While edamame is Glycine max, the same as conventional soybean, it is harvested much earlier (typically 75-90 days after seeding, compared to 115-130 days for field soy) and the end use – fresh market consumption – is very different than that of conventional field soy, which is generally dried and processed. Furthermore plant varieties used for edamame production are generally different than those used for conventional soy. These differences mean that the various factors used to evaluate pesticides for registration (such as residues, crop tolerance and occupational exposure) may be quite different on edamame compared to soybean, and this is why the suite of products approved for conventional soy do not necessarily apply to edamame.
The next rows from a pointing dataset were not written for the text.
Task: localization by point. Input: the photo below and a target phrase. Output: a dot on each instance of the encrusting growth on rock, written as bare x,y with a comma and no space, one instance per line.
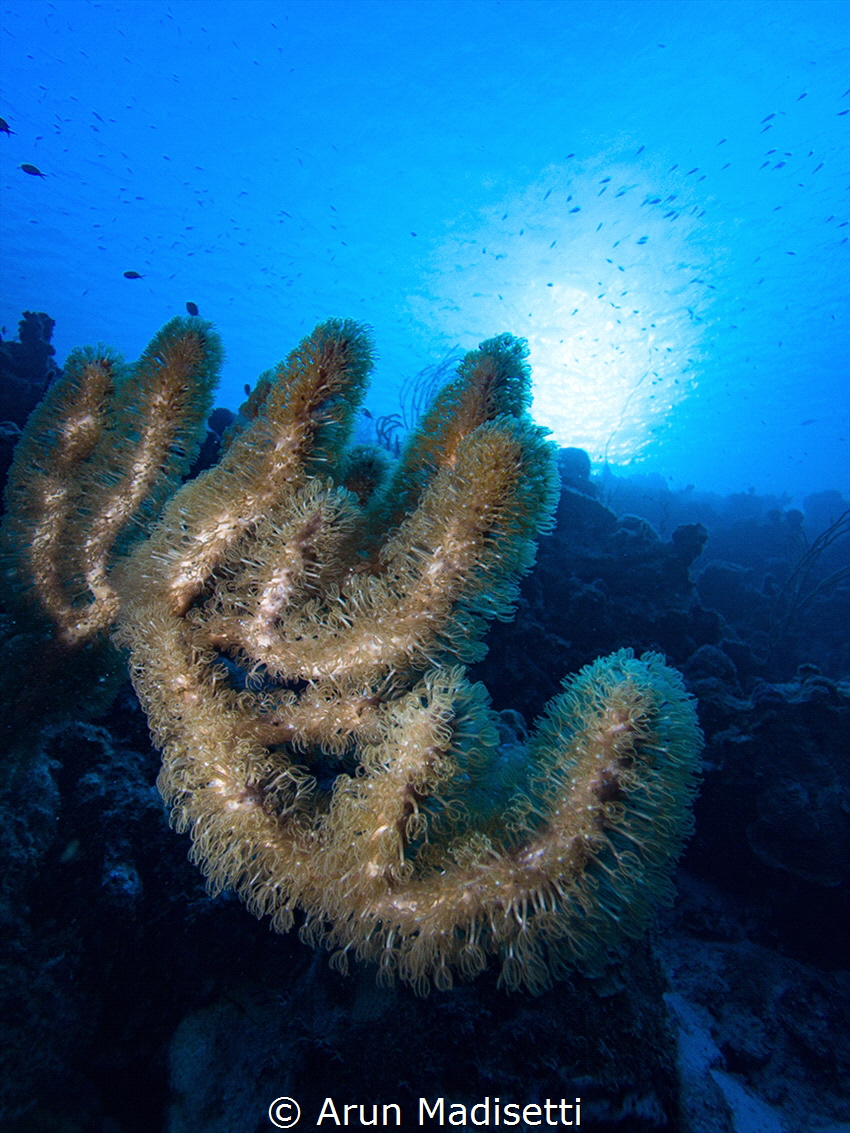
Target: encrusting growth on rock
297,624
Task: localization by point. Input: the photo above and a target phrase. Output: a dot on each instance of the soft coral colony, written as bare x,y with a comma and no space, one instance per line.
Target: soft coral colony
297,630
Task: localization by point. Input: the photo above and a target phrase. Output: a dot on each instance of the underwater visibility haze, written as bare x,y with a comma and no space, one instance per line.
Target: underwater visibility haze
654,195
424,434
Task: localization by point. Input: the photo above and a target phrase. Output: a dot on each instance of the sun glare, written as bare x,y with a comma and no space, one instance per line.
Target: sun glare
589,270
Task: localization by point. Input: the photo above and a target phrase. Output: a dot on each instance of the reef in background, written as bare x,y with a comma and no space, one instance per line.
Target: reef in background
135,1002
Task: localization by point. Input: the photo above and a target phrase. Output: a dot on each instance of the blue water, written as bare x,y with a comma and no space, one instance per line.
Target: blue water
654,194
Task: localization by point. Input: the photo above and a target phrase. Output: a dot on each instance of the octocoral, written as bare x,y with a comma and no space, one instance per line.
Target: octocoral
297,630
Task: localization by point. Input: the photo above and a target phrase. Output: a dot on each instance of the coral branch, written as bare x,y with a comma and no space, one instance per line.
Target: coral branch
295,647
96,460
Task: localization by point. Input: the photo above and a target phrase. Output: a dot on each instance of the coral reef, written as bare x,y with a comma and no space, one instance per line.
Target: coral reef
295,632
99,456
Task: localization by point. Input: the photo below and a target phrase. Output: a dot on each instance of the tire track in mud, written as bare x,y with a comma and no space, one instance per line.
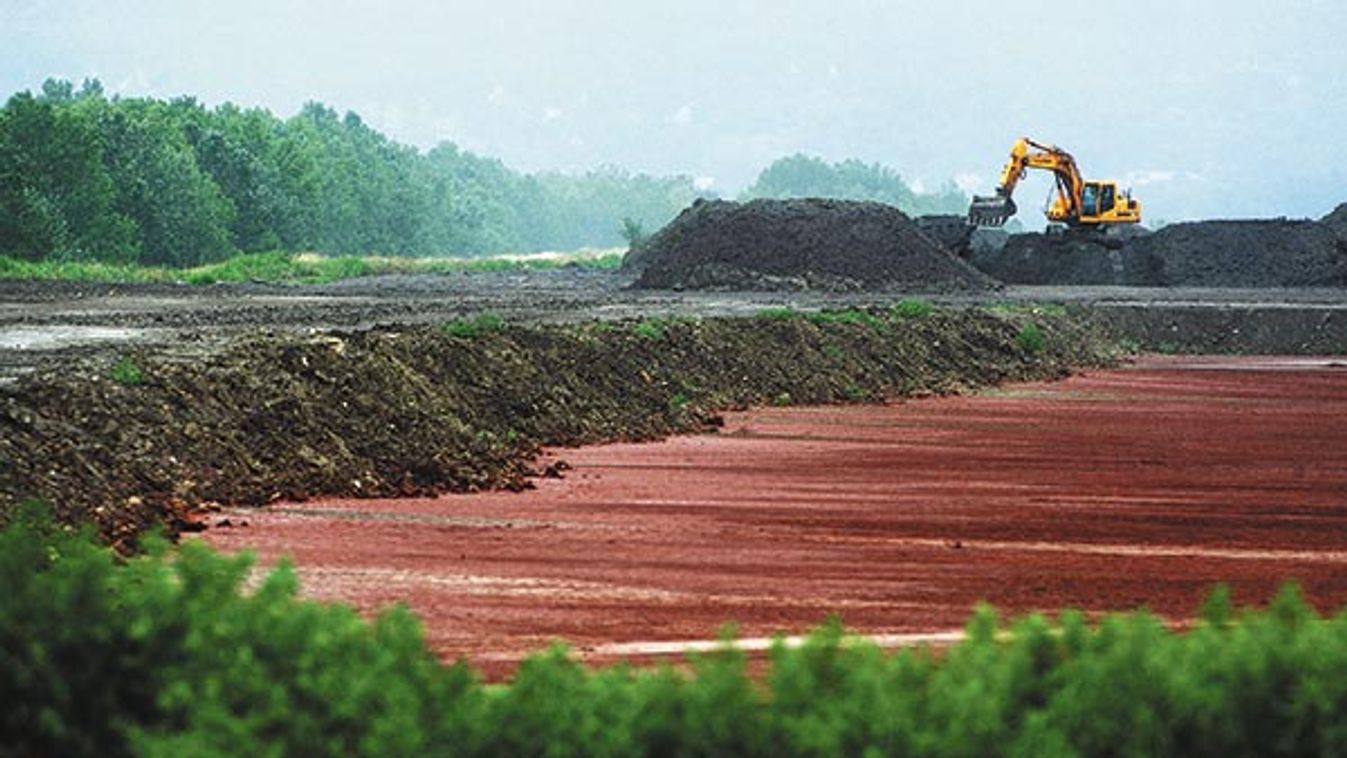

So how does a grower know what products can be applied to edamame? For the purpose of pest control product registration, federal regulators, including Health Canada’s Pest Management Regulatory Agency (PMRA), consider edamame to be “soybean (immature seed)”. This falls into Crop Group 6 – Legume Vegetables, and Crop Subgroup 6A – Edible-Podded Legume Vegetables in PMRA’s residue chemistry crop groups.
If a product label only says “soybean”, then the product can only be applied to soybeans that will be harvested as a dry bean and NOT to edamame. If the label says “soybean – immature seed”, Crop Group 6, or Crop Group 6A, then the product can be applied to soybeans for which the immature seed is to be harvested – a.k.a. edamame.
A quick search of the PMRA’s product label search (http://pr-rp.hc-sc.gc.ca/ls-re/index-eng.php) reveals that many of the products familiar to soybean growers (e.g. Cruiser, Lagon, Sencor) are NOT registered for use on edamame. There are still some fungicides and insecticides registered on edamame, but the list is somewhat different than the one for field soybean. Herbicides are a different matter – there do not appear to be any herbicides currently registered on edamame. OMAF and MRA staff are working with the federal government to address this, however at present herbicide options for edamame are limited.
The bottom line – don’t assume that if a product is registered on soybean it is okay for edamame. Always check the label and confirm it can be used on the immature seed.